Pendekatan ini menjadi senjata pamungkas Turki di pasar global yang semakin kritis terhadap ketergantungan teknologi asing. Negara-negara Teluk—yang semakin waspada terhadap ancaman rudal dan serangan drone dari aktor non-negara—melihat ini sebagai solusi strategis. Mereka tidak hanya ingin membeli senjata; mereka ingin menguasai teknologinya. Turki menjawabnya dengan model kerja sama yang menggabungkan transfer teknologi, alih daya produksi, dan pelatihan tenaga lokal.
Tren ini sejalan dengan ambisi Presiden Recep Tayyip Erdogan untuk membangkitkan kejayaan militer Turki pasca-Kekaisaran Ottoman. Dengan mengurangi ketergantungan pada impor komponen kritis dan memperkuat rantai pasok domestik, Ankara bergerak menuju swasembada militer. Proyek-proyek seperti kapal induk baru yang lebih besar dari Charles de Gaulle, atau 100 kapal drone kamikaze yang siap hancur bersama targetnya, bukan lagi sekadar simbol—mereka adalah bagian dari ekosistem pertahanan yang terintegrasi, terotonomisasi, dan siap ekspor.
Perusahaan seperti MKE bahkan telah menyiapkan “pabrik dalam kotak”—fasilitas manufaktur lengkap dengan mesin, perangkat lunak, dan prosedur operasional yang bisa diinstal di negara mitra. “Ini bukan tentang menjual produk,” ujar perwakilan MKE. “Ini tentang membangun kemampuan. Ketika mereka bisa memproduksi sendiri, mereka tidak lagi tergantung pada kita—tapi mereka tetap membutuhkan kami sebagai mitra teknis.”

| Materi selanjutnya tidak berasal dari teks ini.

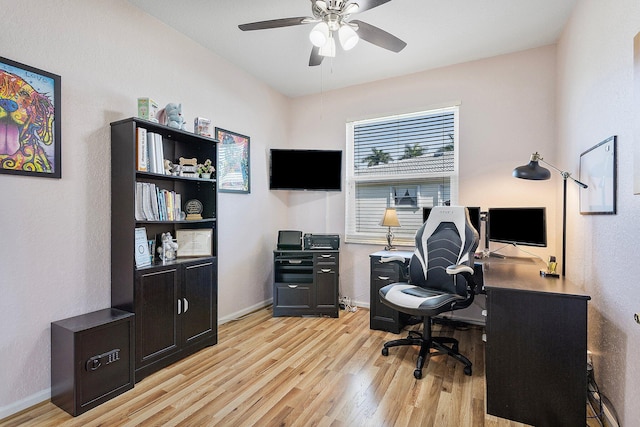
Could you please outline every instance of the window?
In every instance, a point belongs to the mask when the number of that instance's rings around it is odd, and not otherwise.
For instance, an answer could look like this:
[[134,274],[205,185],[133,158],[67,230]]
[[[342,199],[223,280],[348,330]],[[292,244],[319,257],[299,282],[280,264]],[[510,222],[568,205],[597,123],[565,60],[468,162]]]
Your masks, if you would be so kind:
[[394,243],[413,245],[423,207],[457,203],[458,107],[349,122],[347,162],[346,241],[385,242],[394,207]]

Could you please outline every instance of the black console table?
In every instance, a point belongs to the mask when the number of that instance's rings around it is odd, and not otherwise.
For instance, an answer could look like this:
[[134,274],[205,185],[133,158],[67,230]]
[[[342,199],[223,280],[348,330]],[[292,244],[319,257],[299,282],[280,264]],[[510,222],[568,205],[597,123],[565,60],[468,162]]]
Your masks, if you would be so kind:
[[487,260],[487,413],[525,424],[586,425],[587,301],[541,262]]
[[273,252],[273,315],[338,317],[338,250]]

Di balik semua ini, ada satu tujuan besar: menjadikan Turki sebagai pusat inovasi pertahanan di dunia Muslim dan Global Selatan. Dengan menggabungkan keunggulan teknologi otonom, diplomasi pertahanan yang fleksibel, dan strategi transfer pengetahuan yang cerdas, Ankara tidak lagi hanya menjadi penjual senjata. Ia sedang membangun sebuah kekaisaran baru—bukan berdasarkan tanah atau darah, tapi berdasarkan teknologi, kepercayaan, dan kedaulatan.